D'autant que ces nases, n'ont toujours pas admis que Thatcher a su compter sur les premiers revenus de la mer du nord pour financer ses réformes et les Malouines pour faire diversion.

Yohann a dit…

Y a pas à dire ça met en forme pour attaquer l'après-midi!

Rodimtsev a dit…

Bon texte, très bon texte

birahima2 a dit…

ah
c'est un billet destiné aux obèses du PS

Anonyme a dit…

Très bon article!

Criticus a dit…

CSP, as-tu déjà entendu parler de John Maynard Keynes ?

Anonyme a dit…

Je sais pas si vous avez fait gaffe, mais Yves Thréard par exemple, se fait tous, je dis bien tous et absolument TOUS les plateaux TV.

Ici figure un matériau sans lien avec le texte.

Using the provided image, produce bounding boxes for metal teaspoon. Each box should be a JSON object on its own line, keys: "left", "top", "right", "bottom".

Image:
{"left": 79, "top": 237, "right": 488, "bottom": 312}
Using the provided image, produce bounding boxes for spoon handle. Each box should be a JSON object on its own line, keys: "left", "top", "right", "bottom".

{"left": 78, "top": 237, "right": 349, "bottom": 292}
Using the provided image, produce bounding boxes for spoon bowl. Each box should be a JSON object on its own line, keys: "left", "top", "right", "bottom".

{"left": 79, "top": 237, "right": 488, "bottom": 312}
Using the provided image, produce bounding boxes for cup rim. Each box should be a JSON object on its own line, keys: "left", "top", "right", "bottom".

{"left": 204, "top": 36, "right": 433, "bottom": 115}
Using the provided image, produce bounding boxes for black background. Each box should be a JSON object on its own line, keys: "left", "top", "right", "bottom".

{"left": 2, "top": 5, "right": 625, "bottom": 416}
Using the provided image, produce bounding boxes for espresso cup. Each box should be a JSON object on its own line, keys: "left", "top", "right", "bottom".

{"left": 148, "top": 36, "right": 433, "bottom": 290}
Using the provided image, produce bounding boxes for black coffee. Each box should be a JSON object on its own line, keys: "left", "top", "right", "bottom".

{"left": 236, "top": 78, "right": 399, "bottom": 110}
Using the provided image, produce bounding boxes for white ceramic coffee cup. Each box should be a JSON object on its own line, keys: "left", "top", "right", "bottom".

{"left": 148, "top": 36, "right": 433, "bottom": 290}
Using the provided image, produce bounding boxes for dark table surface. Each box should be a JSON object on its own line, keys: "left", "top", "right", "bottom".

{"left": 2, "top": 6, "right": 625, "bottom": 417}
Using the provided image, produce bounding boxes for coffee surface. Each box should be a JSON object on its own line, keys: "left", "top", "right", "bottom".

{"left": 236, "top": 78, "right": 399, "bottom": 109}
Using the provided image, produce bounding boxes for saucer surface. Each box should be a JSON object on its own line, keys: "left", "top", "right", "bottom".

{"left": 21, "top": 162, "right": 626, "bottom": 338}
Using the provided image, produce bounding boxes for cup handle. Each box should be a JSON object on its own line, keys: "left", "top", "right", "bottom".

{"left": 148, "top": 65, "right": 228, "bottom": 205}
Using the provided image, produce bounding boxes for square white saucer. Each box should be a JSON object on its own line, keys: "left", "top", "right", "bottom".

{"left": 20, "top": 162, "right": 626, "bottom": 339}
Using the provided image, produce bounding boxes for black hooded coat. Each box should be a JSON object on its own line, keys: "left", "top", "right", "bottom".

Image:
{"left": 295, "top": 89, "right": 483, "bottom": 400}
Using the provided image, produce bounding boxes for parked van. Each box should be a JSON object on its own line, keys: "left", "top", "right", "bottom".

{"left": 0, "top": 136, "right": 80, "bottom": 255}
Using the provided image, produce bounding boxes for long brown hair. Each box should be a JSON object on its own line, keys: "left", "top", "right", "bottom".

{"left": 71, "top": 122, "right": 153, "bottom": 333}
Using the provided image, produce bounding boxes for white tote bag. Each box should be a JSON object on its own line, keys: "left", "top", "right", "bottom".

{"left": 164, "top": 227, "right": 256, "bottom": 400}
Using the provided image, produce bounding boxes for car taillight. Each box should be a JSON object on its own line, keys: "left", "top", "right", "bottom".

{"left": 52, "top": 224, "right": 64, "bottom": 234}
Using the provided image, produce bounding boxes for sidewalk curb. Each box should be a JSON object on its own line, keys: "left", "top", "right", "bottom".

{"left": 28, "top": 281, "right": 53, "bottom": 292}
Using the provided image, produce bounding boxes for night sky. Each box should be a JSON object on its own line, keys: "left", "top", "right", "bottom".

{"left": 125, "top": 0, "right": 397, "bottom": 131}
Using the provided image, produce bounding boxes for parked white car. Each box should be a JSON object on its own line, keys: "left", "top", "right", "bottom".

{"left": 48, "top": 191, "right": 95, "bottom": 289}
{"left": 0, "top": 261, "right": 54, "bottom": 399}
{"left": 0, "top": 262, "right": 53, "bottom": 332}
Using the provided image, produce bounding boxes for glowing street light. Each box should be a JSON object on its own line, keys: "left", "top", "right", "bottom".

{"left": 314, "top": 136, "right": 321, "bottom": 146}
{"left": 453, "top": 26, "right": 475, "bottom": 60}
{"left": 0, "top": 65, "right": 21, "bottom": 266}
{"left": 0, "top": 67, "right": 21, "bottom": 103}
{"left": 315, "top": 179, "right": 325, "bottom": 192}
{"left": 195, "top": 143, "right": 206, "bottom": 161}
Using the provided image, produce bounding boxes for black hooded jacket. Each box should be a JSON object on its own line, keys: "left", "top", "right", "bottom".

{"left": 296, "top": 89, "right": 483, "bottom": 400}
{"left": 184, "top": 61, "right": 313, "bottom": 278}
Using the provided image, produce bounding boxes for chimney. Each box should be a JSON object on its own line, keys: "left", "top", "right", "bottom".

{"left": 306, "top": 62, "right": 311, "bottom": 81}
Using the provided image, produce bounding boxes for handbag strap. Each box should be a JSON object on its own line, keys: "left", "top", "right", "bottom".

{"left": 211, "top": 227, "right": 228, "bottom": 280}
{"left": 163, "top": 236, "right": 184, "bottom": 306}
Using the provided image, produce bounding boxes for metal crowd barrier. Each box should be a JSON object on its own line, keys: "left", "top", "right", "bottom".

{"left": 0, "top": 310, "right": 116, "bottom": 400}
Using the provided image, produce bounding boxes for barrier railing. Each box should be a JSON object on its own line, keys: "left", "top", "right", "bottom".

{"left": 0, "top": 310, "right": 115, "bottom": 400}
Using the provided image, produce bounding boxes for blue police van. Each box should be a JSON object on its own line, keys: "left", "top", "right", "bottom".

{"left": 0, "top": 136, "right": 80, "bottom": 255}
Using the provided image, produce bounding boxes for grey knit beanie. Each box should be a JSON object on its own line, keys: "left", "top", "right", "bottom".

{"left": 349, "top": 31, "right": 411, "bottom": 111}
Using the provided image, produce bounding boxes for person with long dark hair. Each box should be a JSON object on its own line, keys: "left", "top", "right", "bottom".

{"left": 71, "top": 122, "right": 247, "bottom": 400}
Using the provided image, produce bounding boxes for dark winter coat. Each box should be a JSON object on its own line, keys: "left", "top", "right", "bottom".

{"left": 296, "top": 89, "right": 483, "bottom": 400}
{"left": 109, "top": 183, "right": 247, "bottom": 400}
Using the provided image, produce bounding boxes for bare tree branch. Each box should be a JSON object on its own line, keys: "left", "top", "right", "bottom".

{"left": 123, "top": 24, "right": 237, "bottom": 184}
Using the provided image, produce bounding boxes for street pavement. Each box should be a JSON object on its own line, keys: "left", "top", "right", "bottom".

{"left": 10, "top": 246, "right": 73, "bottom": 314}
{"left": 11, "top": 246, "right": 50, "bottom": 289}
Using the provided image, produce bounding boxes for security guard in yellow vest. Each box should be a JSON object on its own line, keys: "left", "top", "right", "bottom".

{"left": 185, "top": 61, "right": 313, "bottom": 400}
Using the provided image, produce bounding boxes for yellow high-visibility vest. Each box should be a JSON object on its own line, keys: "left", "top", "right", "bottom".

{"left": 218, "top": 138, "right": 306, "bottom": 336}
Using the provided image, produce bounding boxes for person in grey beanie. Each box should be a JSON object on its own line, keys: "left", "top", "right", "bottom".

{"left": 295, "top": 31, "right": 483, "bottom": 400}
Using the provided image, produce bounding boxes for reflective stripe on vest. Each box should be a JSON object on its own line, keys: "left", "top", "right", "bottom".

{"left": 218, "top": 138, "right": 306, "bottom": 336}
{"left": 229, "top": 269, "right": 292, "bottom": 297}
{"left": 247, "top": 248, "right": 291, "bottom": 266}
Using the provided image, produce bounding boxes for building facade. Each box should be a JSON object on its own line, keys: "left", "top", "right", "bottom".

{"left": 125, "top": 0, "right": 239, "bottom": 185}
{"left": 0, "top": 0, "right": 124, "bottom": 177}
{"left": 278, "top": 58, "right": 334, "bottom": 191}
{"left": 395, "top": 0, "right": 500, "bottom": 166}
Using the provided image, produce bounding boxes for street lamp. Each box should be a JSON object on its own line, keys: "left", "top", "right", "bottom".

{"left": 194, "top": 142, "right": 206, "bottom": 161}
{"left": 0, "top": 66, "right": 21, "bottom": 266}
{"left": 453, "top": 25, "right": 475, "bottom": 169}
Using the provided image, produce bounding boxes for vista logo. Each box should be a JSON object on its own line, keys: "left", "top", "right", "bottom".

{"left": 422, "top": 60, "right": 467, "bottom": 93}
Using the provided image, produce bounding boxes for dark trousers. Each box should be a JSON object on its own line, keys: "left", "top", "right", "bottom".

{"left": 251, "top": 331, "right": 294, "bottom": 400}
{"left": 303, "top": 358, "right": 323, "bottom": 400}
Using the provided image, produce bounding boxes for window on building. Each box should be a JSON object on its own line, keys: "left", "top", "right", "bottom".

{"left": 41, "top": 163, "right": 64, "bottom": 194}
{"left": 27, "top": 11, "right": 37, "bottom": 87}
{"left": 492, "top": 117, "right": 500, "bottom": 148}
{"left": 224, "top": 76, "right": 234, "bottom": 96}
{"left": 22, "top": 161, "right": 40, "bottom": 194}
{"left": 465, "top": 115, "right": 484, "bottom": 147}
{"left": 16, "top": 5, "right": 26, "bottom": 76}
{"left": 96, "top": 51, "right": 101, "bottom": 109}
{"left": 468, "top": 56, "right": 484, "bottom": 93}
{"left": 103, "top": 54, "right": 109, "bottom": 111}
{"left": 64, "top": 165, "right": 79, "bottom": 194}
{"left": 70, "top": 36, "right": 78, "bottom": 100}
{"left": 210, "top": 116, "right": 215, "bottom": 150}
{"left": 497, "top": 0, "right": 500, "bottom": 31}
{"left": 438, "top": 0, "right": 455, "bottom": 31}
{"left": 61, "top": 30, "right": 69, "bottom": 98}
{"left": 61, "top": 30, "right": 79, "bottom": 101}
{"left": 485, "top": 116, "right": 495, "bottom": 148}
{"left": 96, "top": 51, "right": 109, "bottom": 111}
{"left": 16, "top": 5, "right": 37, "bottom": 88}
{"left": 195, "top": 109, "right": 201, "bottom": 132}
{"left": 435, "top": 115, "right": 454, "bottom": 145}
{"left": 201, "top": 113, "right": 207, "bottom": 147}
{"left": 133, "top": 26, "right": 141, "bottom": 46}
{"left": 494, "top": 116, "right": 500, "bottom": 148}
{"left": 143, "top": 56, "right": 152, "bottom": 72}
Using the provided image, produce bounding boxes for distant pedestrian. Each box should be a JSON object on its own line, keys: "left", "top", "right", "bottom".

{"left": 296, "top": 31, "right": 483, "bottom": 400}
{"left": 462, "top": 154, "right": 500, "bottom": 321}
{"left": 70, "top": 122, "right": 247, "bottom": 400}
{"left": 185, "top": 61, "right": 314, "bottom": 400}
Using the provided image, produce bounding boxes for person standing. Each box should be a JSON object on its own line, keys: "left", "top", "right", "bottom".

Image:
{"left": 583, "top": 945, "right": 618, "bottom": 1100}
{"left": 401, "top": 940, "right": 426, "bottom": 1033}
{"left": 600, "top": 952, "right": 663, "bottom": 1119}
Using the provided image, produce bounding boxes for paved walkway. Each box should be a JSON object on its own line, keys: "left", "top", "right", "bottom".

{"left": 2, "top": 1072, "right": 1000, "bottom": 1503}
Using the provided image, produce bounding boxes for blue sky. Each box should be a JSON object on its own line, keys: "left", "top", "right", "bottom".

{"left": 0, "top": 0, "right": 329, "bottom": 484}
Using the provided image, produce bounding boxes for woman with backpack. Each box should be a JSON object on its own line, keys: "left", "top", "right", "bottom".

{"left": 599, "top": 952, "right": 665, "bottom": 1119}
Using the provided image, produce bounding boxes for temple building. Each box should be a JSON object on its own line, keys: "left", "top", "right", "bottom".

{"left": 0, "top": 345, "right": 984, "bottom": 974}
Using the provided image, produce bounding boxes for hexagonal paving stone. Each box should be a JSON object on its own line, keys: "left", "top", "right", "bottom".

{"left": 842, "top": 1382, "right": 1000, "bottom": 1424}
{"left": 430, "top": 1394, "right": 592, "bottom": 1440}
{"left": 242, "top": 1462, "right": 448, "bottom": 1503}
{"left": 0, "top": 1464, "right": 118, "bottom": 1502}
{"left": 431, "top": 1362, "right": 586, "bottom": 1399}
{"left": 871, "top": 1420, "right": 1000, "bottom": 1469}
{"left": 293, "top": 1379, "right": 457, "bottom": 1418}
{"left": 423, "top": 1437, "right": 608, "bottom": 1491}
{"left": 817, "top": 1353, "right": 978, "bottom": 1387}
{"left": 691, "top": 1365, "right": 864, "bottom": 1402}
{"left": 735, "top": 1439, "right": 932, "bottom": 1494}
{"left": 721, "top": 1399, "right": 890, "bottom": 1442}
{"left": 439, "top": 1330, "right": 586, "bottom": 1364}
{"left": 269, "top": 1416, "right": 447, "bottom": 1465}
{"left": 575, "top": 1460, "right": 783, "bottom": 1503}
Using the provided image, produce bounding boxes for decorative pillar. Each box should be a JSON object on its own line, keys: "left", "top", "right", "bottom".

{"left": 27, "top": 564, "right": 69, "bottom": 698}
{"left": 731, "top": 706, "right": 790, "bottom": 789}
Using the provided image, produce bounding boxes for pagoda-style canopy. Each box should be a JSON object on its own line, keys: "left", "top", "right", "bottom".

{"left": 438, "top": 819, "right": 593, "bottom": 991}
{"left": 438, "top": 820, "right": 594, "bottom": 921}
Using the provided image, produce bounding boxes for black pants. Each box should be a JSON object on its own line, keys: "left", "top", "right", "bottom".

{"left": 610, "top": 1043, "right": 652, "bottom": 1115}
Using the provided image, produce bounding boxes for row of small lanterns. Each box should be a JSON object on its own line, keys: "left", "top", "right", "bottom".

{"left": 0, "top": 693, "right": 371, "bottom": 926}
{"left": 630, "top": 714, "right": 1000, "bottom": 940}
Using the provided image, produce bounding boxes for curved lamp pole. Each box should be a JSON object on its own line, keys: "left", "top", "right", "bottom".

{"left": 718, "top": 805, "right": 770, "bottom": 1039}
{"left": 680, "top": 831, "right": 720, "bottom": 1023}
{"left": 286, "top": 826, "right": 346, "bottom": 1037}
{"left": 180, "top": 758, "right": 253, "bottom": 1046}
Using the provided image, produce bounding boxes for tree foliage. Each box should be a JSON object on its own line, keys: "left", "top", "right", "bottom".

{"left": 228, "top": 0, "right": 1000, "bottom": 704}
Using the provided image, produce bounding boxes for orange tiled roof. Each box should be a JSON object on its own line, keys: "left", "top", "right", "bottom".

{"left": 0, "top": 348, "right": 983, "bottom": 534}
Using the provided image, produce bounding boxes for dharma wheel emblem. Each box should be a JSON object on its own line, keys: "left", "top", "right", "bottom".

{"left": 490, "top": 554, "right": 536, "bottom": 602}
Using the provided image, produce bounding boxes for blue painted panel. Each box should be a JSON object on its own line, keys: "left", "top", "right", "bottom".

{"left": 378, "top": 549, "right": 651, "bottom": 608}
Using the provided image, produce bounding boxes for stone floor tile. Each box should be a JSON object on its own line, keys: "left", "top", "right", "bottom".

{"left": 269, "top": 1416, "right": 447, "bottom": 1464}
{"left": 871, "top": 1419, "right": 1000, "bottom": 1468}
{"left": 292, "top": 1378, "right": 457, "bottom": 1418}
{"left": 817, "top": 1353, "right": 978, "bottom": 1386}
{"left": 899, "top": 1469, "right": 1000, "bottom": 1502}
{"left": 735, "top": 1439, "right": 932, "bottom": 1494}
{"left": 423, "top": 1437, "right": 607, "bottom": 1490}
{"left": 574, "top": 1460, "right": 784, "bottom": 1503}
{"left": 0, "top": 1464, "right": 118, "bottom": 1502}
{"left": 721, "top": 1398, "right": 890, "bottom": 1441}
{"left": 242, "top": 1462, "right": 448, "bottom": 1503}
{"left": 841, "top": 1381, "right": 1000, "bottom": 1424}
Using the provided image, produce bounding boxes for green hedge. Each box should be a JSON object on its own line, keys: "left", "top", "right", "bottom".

Pour justement rabacher ca, notamment / aux retraites.

Quoiiiiii, mais nannnnn les retraites c'est pas la faute a la crise ni au systeme et encore moins aux exonération fiscal, nannnnn c'est juste que c'est inéluctable, ya plus de vieux va falloir bosser a moooorrrrt.

Fin bref, des envies pas très gentilles qui viennent quand tu les vois ouvrir ce qui leur sert de bouche pour déverser leur gerbe immonde.

Va vraiment falloir ne pas les louper ce coup ci.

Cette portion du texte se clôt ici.